So as not to forget, a montage was published on

Indeed, it is to Mathilde Panot that we owe the first revision filing at the origin of this inscription in the Constitution.

This proposed a constitutional law - that is, in the French Constitution - in parallel with the ban on abortion in several American states (the Roe vs Wade ruling).

While in 1975, the text proposed by the first female politician was transformed into the “Veil law”, the members of LFI called for the same by naming this new stage the “Panot law”.

Gabriel Attal in the sights of LFI

Still on X, Jean-Luc Mélenchon also protested against the speech of Prime Minister Gabriel Attal, a few minutes before the vote in Congress.

“I want to thank here all the parliamentarians, from the majority as well as from the opposition, who participated in this work,” said Emmanuel Macron's right-hand man, mentioning Simone Veil, the socialist ministers Martine Aubry and Yvette Roudy, but omitting the name of the LFI deputy.

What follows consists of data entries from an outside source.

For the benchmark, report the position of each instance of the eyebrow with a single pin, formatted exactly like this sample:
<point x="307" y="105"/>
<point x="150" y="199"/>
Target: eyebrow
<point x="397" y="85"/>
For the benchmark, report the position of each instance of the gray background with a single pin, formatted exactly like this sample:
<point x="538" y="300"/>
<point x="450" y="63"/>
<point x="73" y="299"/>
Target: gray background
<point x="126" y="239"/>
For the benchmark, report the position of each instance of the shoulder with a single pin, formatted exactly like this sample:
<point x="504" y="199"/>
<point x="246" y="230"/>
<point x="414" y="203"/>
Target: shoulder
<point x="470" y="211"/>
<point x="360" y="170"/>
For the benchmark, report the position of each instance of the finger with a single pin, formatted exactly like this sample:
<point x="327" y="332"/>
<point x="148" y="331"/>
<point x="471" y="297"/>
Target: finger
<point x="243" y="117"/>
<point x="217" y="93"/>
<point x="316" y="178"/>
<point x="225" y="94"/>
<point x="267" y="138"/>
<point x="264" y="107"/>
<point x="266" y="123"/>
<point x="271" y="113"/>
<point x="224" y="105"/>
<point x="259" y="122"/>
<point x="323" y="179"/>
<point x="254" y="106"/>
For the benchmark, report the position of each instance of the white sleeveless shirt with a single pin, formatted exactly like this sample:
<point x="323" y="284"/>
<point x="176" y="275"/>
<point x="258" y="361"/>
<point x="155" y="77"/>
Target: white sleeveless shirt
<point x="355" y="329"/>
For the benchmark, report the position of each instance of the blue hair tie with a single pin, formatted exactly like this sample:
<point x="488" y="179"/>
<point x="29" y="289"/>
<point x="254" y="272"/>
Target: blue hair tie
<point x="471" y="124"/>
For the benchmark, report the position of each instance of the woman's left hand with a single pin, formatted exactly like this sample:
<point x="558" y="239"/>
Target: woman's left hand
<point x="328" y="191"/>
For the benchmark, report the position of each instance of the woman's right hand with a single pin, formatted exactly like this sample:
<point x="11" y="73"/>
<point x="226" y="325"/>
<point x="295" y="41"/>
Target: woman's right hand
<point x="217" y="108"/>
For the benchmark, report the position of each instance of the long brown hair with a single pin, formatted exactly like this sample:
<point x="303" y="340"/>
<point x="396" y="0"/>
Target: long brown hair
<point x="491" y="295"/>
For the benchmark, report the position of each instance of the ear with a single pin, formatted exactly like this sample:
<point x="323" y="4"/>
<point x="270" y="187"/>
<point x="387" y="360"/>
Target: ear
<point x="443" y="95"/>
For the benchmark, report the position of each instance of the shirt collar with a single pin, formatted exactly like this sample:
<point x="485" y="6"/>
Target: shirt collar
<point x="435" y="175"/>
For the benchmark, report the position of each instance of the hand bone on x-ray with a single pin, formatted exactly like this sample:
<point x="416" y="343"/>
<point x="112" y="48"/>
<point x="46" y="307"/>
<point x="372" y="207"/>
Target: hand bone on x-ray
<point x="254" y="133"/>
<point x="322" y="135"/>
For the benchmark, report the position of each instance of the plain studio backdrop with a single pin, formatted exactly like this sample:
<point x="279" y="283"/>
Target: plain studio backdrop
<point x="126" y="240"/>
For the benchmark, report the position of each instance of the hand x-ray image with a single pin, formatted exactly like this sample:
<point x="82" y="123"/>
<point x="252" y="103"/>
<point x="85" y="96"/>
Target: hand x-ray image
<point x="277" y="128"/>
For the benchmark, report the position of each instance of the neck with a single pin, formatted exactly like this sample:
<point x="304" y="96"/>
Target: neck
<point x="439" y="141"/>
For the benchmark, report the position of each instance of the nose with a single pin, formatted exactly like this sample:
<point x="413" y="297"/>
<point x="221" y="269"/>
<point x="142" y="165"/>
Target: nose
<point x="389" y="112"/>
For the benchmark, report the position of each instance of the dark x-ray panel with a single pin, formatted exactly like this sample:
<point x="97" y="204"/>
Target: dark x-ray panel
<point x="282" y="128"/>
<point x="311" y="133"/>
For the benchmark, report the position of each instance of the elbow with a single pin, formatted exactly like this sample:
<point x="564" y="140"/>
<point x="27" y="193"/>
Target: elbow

“Attal, pathetic little thing, makes the role of the rebels and President Mathilde Panot invisible in today’s decision,” wrote Jean-Luc Mélenchon.

Sexism and sectarianism typical of a man without substance who has never led any long-term fight.”

“The man that I am has made the two women who tabled the legislative proposals that we are voting on today invisible: Mathilde Panot and Mélanie Vogel (a

senator who also initiated the inclusion of the right to abortion in the Constitution, Editor’s note

),” added Sandrine Rousseau.

The ecologist here refers to a sentence pronounced by Gabriel Attal during his speech: “The man that I am cannot know the distress of these women, the physical suffering, but the brother, the son, the friend, the Prime Minister will remember the pride of having been at this platform.

Without much surprise, the montage assimilating Panot and Veil quickly caused an outcry on the web, with several political figures denouncing such a rapprochement.

“What an indignity,” retorted Aurélien Veil, grandson of the former President of the European Parliament and Minister of Health.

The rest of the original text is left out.